Warren Buffett made himself, and many of his friends and family, a fortune building Berkshire Hathaway Inc. from a struggling textile maker into one of the world’s largest companies.
He also pledged most of his wealth to charity. Buffett’s sister, Roberta Elliott, is following that course, too.
On Tuesday, she made a $106 million bequest to Montage Health Foundation, the parent company of Community Hospital of the Monterey Peninsula in California. The gift will support creating an “innovative approach to child and adolescent behavioral health” in a venture she named Ohana, Hawaiian for “family,” according to a statement.
The donation will go toward construction of a building, called the Ohana House, for inpatient care and outpatient programs like family counseling. A “significant” portion of the money will be placed in an endowment, according to the statement.

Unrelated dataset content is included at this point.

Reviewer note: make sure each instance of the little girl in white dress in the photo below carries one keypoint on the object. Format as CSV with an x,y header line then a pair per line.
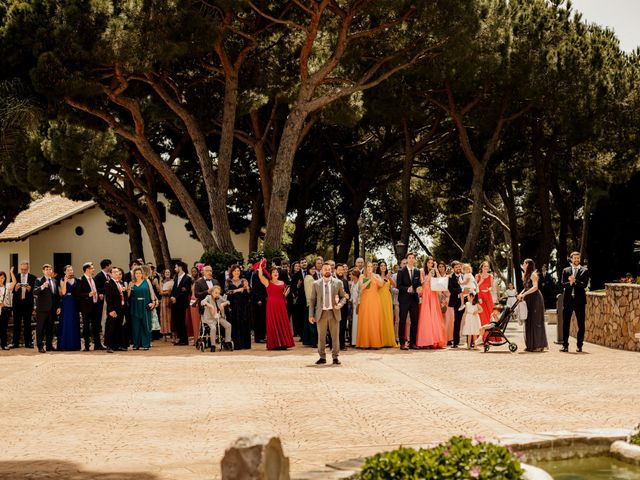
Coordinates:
x,y
472,322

Earlier Tuesday, her brother also highlighted his focus on health care. Berkshire announced it was joining forces with Amazon.com Inc. and JPMorgan Chase & Co. to form a non-profit dedicated to improving health care for their employees. In a separate statement, Buffett called rising medical costs in America a “hungry tapeworm” on the U.S. economy.
Elliott, known as Bertie, was an early investor in her brother’s conglomerate and has made other sizable donations in the past. In 2015, she gave more than $100 million to Northwestern University. She and her three daughters established the Berkshire Foundation in 1996. Elliott, 84, has served on Montage Health’s board of trustees, according to the statement.